# silencers/suppressors



## cooner_jeff (Oct 16, 2005)

does anyone have knowledge of silencers? (called suppressors to sound less 'dangerous') i heard they are legal in some states. i cant find any mfg'ers in the US. i did find some in europe. just think it would be something cool to have. thanks, i appreciate the help.


----------



## marcus_rubbo (Dec 11, 2005)

takes the $ for the supressor and about $500 for the licence to have one


----------



## Militant_Tiger (Feb 23, 2004)

Legal, but only with a lot of paperwork and dough.


----------



## ClearDark (Mar 3, 2006)

Supressors are legal only in certain states. However, there has been a lot of misinformation in this thread.

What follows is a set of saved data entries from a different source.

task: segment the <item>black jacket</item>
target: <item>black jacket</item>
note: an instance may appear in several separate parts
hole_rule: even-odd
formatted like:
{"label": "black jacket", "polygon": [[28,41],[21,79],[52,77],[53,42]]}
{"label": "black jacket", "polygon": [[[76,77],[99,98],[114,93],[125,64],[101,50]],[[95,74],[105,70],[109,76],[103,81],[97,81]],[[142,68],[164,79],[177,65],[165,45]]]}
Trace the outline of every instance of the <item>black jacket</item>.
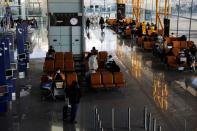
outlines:
{"label": "black jacket", "polygon": [[79,87],[71,87],[71,90],[69,92],[70,103],[78,104],[80,102],[80,98],[81,98],[81,89]]}

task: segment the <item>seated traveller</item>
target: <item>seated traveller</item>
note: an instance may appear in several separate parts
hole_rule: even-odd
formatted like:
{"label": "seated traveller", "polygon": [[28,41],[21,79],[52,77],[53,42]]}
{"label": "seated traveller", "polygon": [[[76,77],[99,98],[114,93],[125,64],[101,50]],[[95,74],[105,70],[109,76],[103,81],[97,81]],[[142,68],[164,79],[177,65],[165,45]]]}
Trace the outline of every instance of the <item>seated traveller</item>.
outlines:
{"label": "seated traveller", "polygon": [[193,56],[196,56],[196,45],[192,45],[192,47],[189,48],[189,51]]}
{"label": "seated traveller", "polygon": [[55,50],[54,50],[53,46],[50,46],[50,47],[49,47],[48,53],[49,53],[49,54],[55,53]]}
{"label": "seated traveller", "polygon": [[185,35],[182,35],[180,38],[179,38],[180,41],[187,41],[187,37]]}
{"label": "seated traveller", "polygon": [[159,43],[153,45],[153,55],[158,56],[159,58],[161,58],[161,60],[163,59],[163,51]]}
{"label": "seated traveller", "polygon": [[92,47],[91,53],[92,53],[92,54],[98,54],[98,50],[96,50],[95,47]]}
{"label": "seated traveller", "polygon": [[57,69],[56,74],[54,76],[54,80],[65,80],[65,76],[61,72],[60,68]]}
{"label": "seated traveller", "polygon": [[115,61],[112,61],[107,68],[110,72],[120,72],[120,67],[116,64]]}
{"label": "seated traveller", "polygon": [[106,69],[109,69],[109,68],[110,68],[110,66],[111,66],[111,64],[112,64],[113,61],[114,61],[114,59],[112,58],[111,55],[109,55],[109,56],[107,57],[107,61],[105,62],[105,67],[106,67]]}
{"label": "seated traveller", "polygon": [[112,61],[114,61],[114,59],[112,58],[112,55],[109,55],[106,63],[111,63]]}
{"label": "seated traveller", "polygon": [[196,71],[196,69],[195,69],[195,60],[196,60],[195,56],[192,55],[192,53],[189,51],[186,54],[186,57],[187,57],[187,64],[190,67],[190,69],[193,70],[193,71]]}
{"label": "seated traveller", "polygon": [[184,52],[184,51],[180,51],[180,52],[179,52],[179,55],[177,56],[177,63],[178,63],[179,65],[182,65],[182,64],[185,64],[186,61],[187,61],[187,59],[186,59],[186,54],[185,54],[185,52]]}
{"label": "seated traveller", "polygon": [[46,55],[46,60],[54,60],[54,53],[55,50],[53,49],[53,46],[50,46]]}
{"label": "seated traveller", "polygon": [[149,30],[149,29],[150,29],[150,23],[147,22],[147,24],[146,24],[146,30]]}
{"label": "seated traveller", "polygon": [[36,21],[36,19],[35,18],[33,18],[32,20],[31,20],[31,26],[33,27],[33,28],[37,28],[38,27],[38,24],[37,24],[37,21]]}
{"label": "seated traveller", "polygon": [[163,43],[163,37],[162,37],[162,35],[158,35],[158,42],[159,42],[159,44],[162,44]]}
{"label": "seated traveller", "polygon": [[172,32],[170,37],[176,37],[176,35]]}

There is a lot of paperwork. It's a Class III device. First off, you pay a $200.00 tax stamp, that gors right to the ATF. Then, you do the paperwork, and wait about 6 months usually for you to recieve the documentation. Then you goto your Class III dealer and pick it up. Supressors aren't cheap, but it all depends on what gun your shooting it from. Also, you will need to use subsonic ammo (I think ammo that shoots under 1070FPS) that way the bullet will not break the sound barrier, and will make less noise. Hope this helps. If your thinking of hunting with one, you def. wanna check the laws.


----------



## HARRY2 (Jul 26, 2004)

Would be helpful if we knew where you lived. I would not use a NFA firearm for hunting either.


----------



## People (Jan 17, 2005)

Yeah it would be cool for hunting to have the gun like 25db quieter. That combined with hearing protection would really save the ear balls(hearing). The Game and Fish people would defiantly give you a hard time about it. Seriously you can use full power ammo you just get the ballistic crack from the bullet. When you use subsonic ammo you do not have the ballistic crack of the bullet as it passes threw the air. You also have less muzzle blast as you are not pushing the bullet as hard. Even when you have a sound suppressor your gun is still very loud just look at the MP5SD. You have to shoot full power ammo and the way it is made the system bleeds off enough gas to make the bullet go subsonic and it is still loud as hell. Fire a few rds in a building or outside with one and you will know what I am talking about. They are defiantly not like in holly wood. It is too bad they are seriously controlled here. If they were not, I would have one on almost every gun I have.


----------



## xdeano (Jan 14, 2005)

Check this website out: http://silencertests.com/

Clear Dark is right about the $200. ATF stamp and class III dealers. There is one class III dealer here in ND. I've personally shot a Rem700 in 308 with factory ammo and it sounds like a 22LR going off. really easy on the ears. The suppressor was a AWC Thundertrap. They run around a grand. THey are even more quiet with subsonic ammo. They area a good thing. I'm not sure if they are legal for hunting in ND though, would be great.
xdeano


----------



## cooner_jeff (Oct 16, 2005)

i am from michigan. its a pretty far-fetched idea, but i had thought about making one for my 17hmr for novelty and hunting. we tried to look up some diagrams and homemade options and tried making some. made a difference, but it doesn't look like we can go into manufacturing them in the barn. still would like to have one.


----------



## Militant_Tiger (Feb 23, 2004)

Did you miss the illegal part? I wouldn't go admitting things like that, or doing things like that, considering it is 5 years in jail and a hefty fine.


----------



## marcus_rubbo (Dec 11, 2005)

haha


----------



## natemil373 (Dec 3, 2005)

Mr. Cooner-Meet Mr Militant_Tiger...


----------



## cooner_jeff (Oct 16, 2005)

i guess in MI some manufacturers can have them. a stupid silencer probably isn't the worst thing i've ever seen anyway.


----------